The ability to tell good mail from spam is one of the most touted attributes of open-source spam-blocking programs using Bayesian statistical filtering as suggested by Paul Graham in “A Plan for Spam.” Anyone who’s ever absent-mindedly deleted an important e-mail that was improperly routed to a spam bucket can relate.

“False positives are innocent e-mails that get mistakenly identified as spams,” wrote Graham in his paper three years ago. “For most users, missing legitimate e-mail is an order of magnitude worse than receiving spam, so a filter that yields false positives is like an acne cure that carries a risk of death to the patient.”

Zdziarski contends the Bayesian element mentioned on the boxes and ads for most commercial spam blockers “is more of a marketing term, really, than any type of real component of the solution.” That’s because a company selling an adaptive Bayesian spam filter would have a tough time staying in business.

“A true, adaptive solution is like fine wine,” Zdziarski said. “You can take a tool like DSPAM … install it in a system, stick it in a closet and let it do its job with just basic user input.

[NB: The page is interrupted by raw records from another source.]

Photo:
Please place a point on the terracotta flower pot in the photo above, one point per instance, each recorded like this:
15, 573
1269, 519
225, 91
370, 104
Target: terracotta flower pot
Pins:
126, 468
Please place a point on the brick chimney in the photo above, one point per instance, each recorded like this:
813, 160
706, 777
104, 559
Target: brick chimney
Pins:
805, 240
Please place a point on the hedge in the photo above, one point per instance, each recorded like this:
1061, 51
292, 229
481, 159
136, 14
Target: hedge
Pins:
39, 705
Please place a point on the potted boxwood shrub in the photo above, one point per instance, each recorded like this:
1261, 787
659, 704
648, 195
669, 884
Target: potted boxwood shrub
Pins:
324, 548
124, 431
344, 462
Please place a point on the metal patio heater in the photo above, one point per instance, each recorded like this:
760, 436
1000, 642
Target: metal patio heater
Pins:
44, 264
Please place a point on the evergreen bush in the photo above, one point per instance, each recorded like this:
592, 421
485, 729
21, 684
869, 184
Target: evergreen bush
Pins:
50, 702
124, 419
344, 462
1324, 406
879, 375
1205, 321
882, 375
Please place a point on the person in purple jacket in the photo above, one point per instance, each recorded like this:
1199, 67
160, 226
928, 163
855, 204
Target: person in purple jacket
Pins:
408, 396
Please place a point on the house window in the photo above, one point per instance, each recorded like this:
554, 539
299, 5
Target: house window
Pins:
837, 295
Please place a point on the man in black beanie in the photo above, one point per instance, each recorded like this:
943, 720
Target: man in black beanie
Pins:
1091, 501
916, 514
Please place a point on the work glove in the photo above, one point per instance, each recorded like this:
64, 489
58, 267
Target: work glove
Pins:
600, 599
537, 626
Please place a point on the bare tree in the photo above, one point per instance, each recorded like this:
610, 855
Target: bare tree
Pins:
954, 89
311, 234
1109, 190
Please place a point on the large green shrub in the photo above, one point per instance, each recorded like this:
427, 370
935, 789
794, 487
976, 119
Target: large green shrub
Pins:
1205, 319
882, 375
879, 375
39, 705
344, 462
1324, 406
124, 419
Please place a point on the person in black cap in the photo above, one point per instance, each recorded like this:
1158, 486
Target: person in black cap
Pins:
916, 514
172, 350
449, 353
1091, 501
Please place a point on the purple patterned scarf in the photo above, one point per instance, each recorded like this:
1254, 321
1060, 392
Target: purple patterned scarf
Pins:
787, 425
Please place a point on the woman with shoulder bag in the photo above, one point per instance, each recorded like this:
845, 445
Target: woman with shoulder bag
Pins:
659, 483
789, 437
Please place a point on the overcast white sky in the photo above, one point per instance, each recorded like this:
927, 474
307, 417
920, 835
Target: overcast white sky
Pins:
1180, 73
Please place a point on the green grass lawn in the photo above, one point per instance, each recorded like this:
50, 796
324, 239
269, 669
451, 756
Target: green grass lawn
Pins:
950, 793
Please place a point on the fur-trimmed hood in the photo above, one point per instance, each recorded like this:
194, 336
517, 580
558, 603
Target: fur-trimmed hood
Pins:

Let it sit there and run, without upgrades, for a couple years. When you take a look at it again, it will be performing better than it did on Day One.”

Systems administrators and others facing a decision about e-mail filtering must weigh the cost of using commercial products against the fact that statistical language classification filters, while free, work best if users are trained to help them out.

Employees need to cooperate by “teaching” the programs the difference between spam and ham, a simple task that gets easier over time as the programs gain knowledge.

IT people must also determine the company’s tolerance level for spam. Maybe 95 percent accuracy is good enough, even though it means up to five errors per hundred e-mails or 10 times more than would pass through a good statistical filter.

Zdziarski says he’s sometimes unnerved by his filter’s uncanny accuracy. For most systems administrators, the thought of employees opening spam containing viruses is something more scary, almost as bad as accidentally deleting that important e-mail from the CEO.